Patrice Désilets, who recently parted company with Ubisoft for a second time last month, is suing Ubisoft to the tune of $400k and for control of 1666.
The game, which was originally in development at THQ before the publisher's bankruptcy, was snapped up by Désilets former employers earlier this year. In court documents obtained by gameinformer.com, Désilets is asking for recompense to the tune of around $400k (which includes $100k for misrepresenting the facts surrounding his termination from the company - Ubisoft stated he had departed, Désilets asserts that he was unceremoniously escorted from the premises).
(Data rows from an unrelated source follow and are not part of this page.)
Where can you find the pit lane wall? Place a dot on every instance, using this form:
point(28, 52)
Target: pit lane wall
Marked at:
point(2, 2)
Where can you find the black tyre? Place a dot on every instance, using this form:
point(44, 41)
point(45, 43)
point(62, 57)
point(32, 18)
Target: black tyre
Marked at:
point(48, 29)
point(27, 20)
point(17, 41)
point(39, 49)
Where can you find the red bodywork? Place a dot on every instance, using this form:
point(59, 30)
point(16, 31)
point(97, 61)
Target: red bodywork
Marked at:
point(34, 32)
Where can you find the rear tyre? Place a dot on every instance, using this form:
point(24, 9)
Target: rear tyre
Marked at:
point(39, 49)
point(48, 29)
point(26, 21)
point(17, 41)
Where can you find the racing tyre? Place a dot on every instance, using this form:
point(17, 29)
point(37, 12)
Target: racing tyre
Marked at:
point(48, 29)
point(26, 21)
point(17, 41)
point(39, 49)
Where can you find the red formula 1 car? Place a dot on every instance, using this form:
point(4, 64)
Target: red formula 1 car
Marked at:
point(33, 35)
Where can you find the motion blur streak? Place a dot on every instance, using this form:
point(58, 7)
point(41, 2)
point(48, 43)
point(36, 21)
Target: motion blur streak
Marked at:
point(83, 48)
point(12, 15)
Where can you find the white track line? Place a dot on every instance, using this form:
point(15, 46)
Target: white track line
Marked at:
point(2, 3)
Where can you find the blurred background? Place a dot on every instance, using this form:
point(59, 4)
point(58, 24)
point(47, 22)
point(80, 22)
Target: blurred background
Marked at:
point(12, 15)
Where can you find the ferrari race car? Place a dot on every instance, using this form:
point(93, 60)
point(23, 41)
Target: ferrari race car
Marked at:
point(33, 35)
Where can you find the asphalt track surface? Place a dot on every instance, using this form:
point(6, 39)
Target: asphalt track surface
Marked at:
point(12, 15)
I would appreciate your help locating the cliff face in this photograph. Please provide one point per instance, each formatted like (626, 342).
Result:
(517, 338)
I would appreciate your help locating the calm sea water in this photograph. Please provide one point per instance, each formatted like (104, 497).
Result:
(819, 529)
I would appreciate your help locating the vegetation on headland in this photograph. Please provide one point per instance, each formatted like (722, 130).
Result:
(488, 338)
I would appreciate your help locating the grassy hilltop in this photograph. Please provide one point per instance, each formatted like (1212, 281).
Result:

The game, which the court documents refer to as 1666: Amsterdam, is also involved in the dispute. Désilets is seeking to exercise the "turnaround right" clause that would allow him the rights over the game in the event of it being cancelled. This agreement was put in place when he signed his agreement with THQ, although Ubisoft will likely argue that this clause is not relevant given events that have since transpired, and given that the game has been put "on hold" rather than outright cancelled.
The filing details the deterioration of the relationship between Désilets and Ubisoft, with the studio allegedly saying that THQ had given him too much creative freedom, and that following a request for a contract revision Désilets was told by a company layer: "Ubisoft can develop and publish 1666 with Patrice Désilets or without him."